BT has begun trialling a new technology from tech company Neul on machine-to-machine (M2M) communications using ‘white space’ technology.
These tests involve sending traffic information to and from moving vehicles via gaps – or ‘white spaces’ – in the frequencies bands used for digital TV broadcasting.
White space networking could enable up to 50 billion devices to be connected wirelessly to the internet by 2020, say BT.
“The internet of things market has huge potential, but existing short-range and cellular networking technologies are unable to meet the requirements of many applications we see,” Mark Harrop, director of mobile strategy at BT, said. “A networking technology that can provide deep indoor coverage, last for many years from a single battery, is simple to use, and comes at the right price point is essential for realizing the true potential of the internet of things.”
Bins that ask to be emptied
BT has been conducting these trials since late last year, but now they are using the new NeulNET system. The NeulNET system provides two-way, wide area M2M networking that Neul claims “far outreaches today’s GPRS, 3G, CDMA and LTE WAN solutions”.
The NeulNET system uses an antenna-equipped base station that can provide wireless coverage in a radius of up to five kilometers, along with terminal modules that can run for up to 15 years on two AA batteries and can communicate from deep within buildings or underground.

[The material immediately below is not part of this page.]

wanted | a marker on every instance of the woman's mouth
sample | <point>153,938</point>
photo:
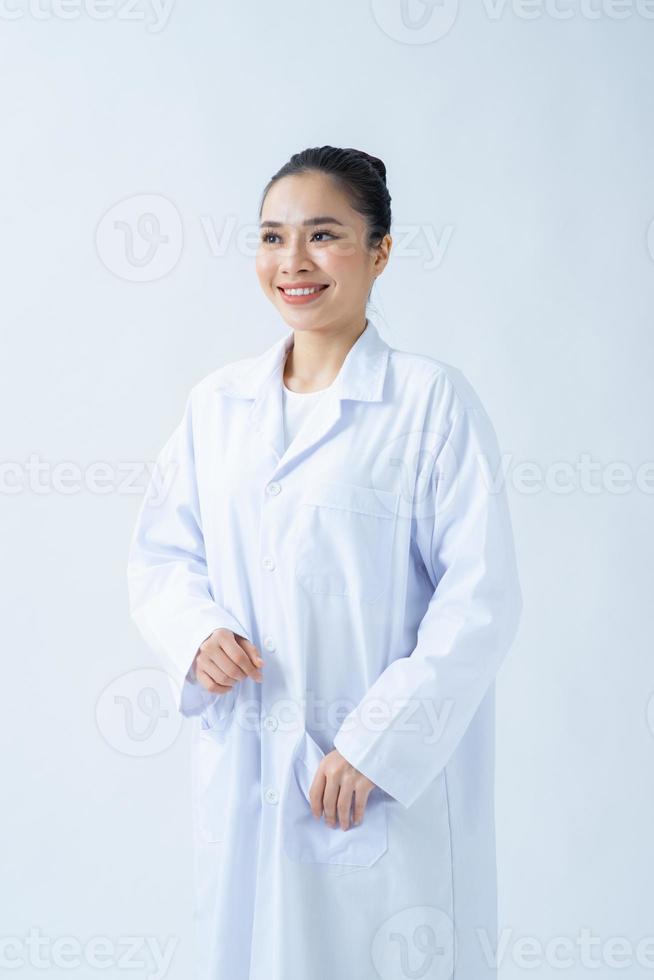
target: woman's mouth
<point>300,295</point>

The system, delivered by Neul as a cloud-based managed communication service, can operate in either licensed or unlicensed spectrum, and across a wide range of frequency bands.
Neul adds that it expects to announce further deployments of its NeulNET technology throughout 2014. It says the system could enable smart-city applications ranging from waste-disposal bins that “ask to be emptied” to green-belt areas and farms that are monitored and watered efficiently.